The single-leg drop landing task is also incorporated in RTS testing batteries following ACL reconstruction,31 and is associated with other important elements such as psychological factors and social-contextual factors.32 Also, a single-leg drop landing task may be more biomechanically-demanding26 compared to SHD and only appropriate in late-stage rehabilitation. The SHD is often performed earlier in rehabilitation following ACL reconstruction (approximately 3 months) to assist with return to running, and thus may have greater utility during early-to-mid rehabilitation progression.33,34
Single-leg distance jump tests appear to have low sensitivity in predicting injury-free return to sport, but high specificity,35 and providing an objective assessment of the patient’s functional abilities after ACLR. It should be noted that functional tests, although providing valuable information, do not, on their own, indicate how well the patient is recovering from ACLR or how ready for return to sport they are.
The current study, although pilot in nature, is not without important limitations. First, the 2D video analysis time was particularly long to complete the scale scoring for each task (30 minutes for one limb). This may limit the clinical application of these scales in a real-time setting. Secondly, the current study included only a young population (20-25 years old), with more males than females, which does not reflect or apply to the general population. Finally, items of this newly-developed SHD-LESS scale were not previously validated, due to the pilot nature of this study. Future research should refine and validate these individual items for eventual applications in patient populations (such as those post-ACL reconstruction) for which movement quality assessment may be a critical part of a multifactorial functional assessment.
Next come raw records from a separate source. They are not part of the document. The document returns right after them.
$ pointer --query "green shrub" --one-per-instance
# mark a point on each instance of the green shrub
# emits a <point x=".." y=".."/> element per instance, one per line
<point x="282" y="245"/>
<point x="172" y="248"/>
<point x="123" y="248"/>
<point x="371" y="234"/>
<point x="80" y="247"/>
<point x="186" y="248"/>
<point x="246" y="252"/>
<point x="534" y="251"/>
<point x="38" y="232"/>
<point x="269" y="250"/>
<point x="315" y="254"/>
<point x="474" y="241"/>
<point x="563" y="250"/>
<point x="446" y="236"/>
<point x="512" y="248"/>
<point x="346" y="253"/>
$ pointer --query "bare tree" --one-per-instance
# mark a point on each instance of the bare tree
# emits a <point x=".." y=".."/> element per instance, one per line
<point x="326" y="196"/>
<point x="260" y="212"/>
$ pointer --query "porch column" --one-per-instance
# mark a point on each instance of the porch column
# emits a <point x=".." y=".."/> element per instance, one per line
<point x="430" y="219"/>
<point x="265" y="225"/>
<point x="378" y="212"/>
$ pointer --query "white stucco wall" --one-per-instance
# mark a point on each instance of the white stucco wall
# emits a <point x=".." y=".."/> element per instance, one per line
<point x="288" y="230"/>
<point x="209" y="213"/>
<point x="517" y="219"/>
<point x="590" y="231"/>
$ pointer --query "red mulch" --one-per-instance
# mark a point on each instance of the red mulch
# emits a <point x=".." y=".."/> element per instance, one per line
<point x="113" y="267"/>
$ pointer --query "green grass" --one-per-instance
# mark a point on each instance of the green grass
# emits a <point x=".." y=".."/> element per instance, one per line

Finally, it would be interesting to evaluate inter-rater reproducibility as well as to establish a cut-off score to reduce the risk of (re)injury, especially after ACL reconstruction.
The newly-adapted SHD-LESS scale showed good intra-rater reliability, and could be used alongside the evaluation of SHD performance in RTS testing following ACL reconstruction. Further studies should evaluate the inter and intra-rater reliability of the SHD-LESS in individuals following ACL reconstruction as well as the impact of using the SHD-LESS scale within the RTS test battery on outcomes.
Conflicts of Interest
The authors declare that they have no conflicts of interest.